Nevertheless, more than 95% of the unblinded Ab+ group had the intervention interview, the proportion at the end of the trial on Tac, MMF and prednisolone in the unblinded DSA+ group rose from 64% to 82%, 59% to 73%, and 59% to 76%, respectively, whereas proportions in the blinded DSA+ group stayed constant (~60%), and the proportion taking all three IMPs at the end of the trial rose from 23% to 48% in unblinded DSA+ but stayed constant (~22%) in the blinded DSA+ group. In addition, at the end of the trial, the unblinded DSA+ group had the highest average Tac levels and were on the highest average dose of MMF. Moreover, our formal assessments of adherence revealed evidence of significant differences for each of the IMPs, at least at 12 months after the intervention. All these indicate measurable differences related to our intervention. Moreover, these all probably contributed to the lower rates of biopsy-proven rejection in the BLC patients.
There are several methodological limitations that need highlighting. Firstly, within DSA and non-DSA groups, for rescreened participants we defined the start of the time at risk (time zero) for graft failure when they became HLA Ab Positive rather than at time of randomisation. This assumes there is no effect of the blinding/unblinding to the HLA biomarker in the absence of optimised immunosuppression up until that point. However, the overall comparison would seem to support this assumption, given we found no evidence of a treatment effect for the overall unblinding strategy. We also did carry out a sensitivity analysis within the DSA and non-DSA comparisons using time at risk as randomisation for all participants which gave similar results to the main analysis.
We have made certain assumptions as to missing data, the primary analysis assumes a missing at random mechanism (with data censored at loss to follow-up or death). The effect of the intercurrent event of death was assessed with a sensitivity analysis (again which showed similar results). Other than death, the percentage lost to follow-up was very low (4%) and we consider that if the missingness mechanism was ‘missing not at random’, the impact on the results would be quite small. Secondary analyses also assumed a missing at random mechanism. Measures of the secondary outcomes (other than death) are additionally affected by graft failure and death as intercurrent events, for which the data will be subsequently missing. We haven’t directly assessed the impact of these intercurrent events (other than in the competing analysis of graft failure and death) for the secondary outcomes, and so the estimand for the secondary outcomes should be considered as following a treatment policy strategy (i.e. it is the estimated treatment effect in the absence of death or graft failure). Given we did not find evidence of an effect of the intervention on death or graft failure, this approach would seem reasonable. We have not adjusted reported p-values for multiplicity as we have defined a clear single primary outcome,50 and consequently the results on the secondary outcomes should be considered subsidiary and exploratory rather than confirmatory.
Conclusions
In this large, UK multicentre trial we have confirmed that development of DSA (but not non-DSA) is associated with future kidney allograft failure, but with failure rates markedly lower than those reported in cohorts pre-2010. We found no evidence that tailored optimisation of immunosuppression in those with HLA Ab impacts on graft failure, even though patients in our unblinded arm showed higher levels of compliance and lower rates of biopsy-proven rejection.

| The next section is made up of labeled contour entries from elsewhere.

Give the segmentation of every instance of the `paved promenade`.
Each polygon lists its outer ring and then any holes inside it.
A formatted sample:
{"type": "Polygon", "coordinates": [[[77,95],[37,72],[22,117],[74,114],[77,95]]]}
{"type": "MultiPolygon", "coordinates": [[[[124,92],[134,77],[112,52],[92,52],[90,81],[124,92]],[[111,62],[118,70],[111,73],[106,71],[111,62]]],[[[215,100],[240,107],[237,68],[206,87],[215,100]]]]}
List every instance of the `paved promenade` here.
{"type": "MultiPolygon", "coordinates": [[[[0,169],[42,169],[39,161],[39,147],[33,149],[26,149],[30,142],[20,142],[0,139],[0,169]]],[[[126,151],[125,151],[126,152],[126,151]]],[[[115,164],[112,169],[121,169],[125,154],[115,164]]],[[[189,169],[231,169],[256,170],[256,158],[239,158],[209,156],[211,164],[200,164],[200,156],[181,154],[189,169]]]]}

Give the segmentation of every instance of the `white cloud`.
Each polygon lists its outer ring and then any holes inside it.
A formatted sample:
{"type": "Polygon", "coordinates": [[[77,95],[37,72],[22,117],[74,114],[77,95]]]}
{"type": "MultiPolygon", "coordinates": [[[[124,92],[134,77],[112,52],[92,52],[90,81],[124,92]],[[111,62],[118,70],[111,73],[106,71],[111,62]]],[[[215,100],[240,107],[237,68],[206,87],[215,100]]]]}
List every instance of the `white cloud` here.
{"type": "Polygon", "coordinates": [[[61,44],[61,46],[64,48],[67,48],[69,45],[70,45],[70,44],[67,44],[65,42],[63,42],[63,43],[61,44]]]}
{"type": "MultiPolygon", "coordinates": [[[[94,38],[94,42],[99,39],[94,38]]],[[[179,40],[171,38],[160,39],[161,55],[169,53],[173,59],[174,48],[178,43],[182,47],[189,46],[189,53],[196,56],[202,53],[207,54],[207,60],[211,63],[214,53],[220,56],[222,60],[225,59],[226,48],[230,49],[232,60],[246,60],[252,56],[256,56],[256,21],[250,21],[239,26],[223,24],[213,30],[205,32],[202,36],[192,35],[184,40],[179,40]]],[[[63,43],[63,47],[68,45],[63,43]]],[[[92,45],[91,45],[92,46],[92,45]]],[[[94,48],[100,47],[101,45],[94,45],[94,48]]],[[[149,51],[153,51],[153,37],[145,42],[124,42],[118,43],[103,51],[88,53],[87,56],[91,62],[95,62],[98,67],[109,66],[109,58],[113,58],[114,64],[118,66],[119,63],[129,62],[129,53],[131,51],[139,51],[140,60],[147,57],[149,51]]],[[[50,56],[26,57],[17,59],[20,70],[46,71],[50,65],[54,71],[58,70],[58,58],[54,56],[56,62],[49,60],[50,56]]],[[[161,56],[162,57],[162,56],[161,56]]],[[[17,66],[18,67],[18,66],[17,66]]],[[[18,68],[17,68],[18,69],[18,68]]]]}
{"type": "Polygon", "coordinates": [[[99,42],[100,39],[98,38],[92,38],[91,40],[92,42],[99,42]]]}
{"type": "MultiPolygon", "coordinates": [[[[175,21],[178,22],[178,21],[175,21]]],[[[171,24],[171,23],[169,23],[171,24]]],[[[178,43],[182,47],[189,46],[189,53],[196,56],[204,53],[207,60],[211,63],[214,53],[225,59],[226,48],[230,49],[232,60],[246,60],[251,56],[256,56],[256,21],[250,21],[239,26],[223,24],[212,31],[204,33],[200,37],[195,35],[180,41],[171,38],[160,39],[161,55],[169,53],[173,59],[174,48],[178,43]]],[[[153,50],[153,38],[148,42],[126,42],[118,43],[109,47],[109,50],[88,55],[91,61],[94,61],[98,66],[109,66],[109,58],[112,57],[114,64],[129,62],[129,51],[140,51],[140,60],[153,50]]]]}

We conclude that, in the absence of specific and proven interventions to treat DSA, renal transplant recipients on ‘modern era’ immunosuppression regimens most likely do not benefit from regular screening for HLA Ab followed by interventions based on optimising oral treatment. While screening for DSA has clear prognostic value, we need novel strategies to intervene in this group to prevent subsequent graft failure.
Future research
We believe there are several potential areas of future research suggested by these data. The first is understanding of why some people with DSA deteriorate more quickly than others. If we are correct in asserting that improvements in transplant immunosuppression are responsible for why graft failure rates associated with DSA have improved over time, the implication is that better control of adaptive alloimmunity plays a part in preserving graft function. Recent insights into how subpopulations of regulatory T and B cells associate with phenotypes associated with DSA are consistent with this,51,52 and are an exciting area for future research. Understanding whether these insights relate to whether DSA persist or disappear is another area worthy of further research. Work in both these areas might help elucidate the precise pathophysiological contributions that different immune effector mechanisms, beside DSA, make to graft failure. This should all lead to a more rational design of specific therapies that prevent or halt these processes and help preserve graft function. With this in mind, it is very important that promising potential therapies, such as biological agents targeting IL-6 or its receptor, are properly evaluated in well-designed and appropriately powered RCTs.
Acknowledgements/funding
Funding source and their role: The study was indemnified for negligent and non-negligent harm by King’s College London. The study was funded by a National Institute for Health and Care Research (NIHR) Efficacy and Mechanism Evaluation programme grant (ref 11/100/34). VH Bio (Gateshead, UK) provided reagents at cost price. The trial statisticians (DS, R T-T, JP) had full access to all of the data in the study and take responsibility for the integrity of the data and the accuracy of the data analysis. The corresponding author (AD) made the final decision to submit for publication. This research was funded/supported by the NIHR Biomedical Research Centre based at Guy’s and St Thomas’ NHS Foundation Trust and King’s College London and/or the NIHR Clinical Research Facility. This study was supported by the United Kingdom Clinical Research Collaboration-registered King’s Clinical Trials Unit at King’s Health Partners, which is partly funded by the NIHR Biomedical Research Centre for Mental Health at South London and Maudsley NHS Foundation Trust and King’s College London and the NIHR Evaluation, Trials and Studies Coordinating Centre. The views expressed are those of the author(s) and not necessarily those of the NHS, the NIHR or the Department of Health.
Contributions of authors
Mr Dominic Stringer (https://orcid.org/0000-0001-5624-1733) (Statistician, Health Informatics) was part of the team of trial statisticians.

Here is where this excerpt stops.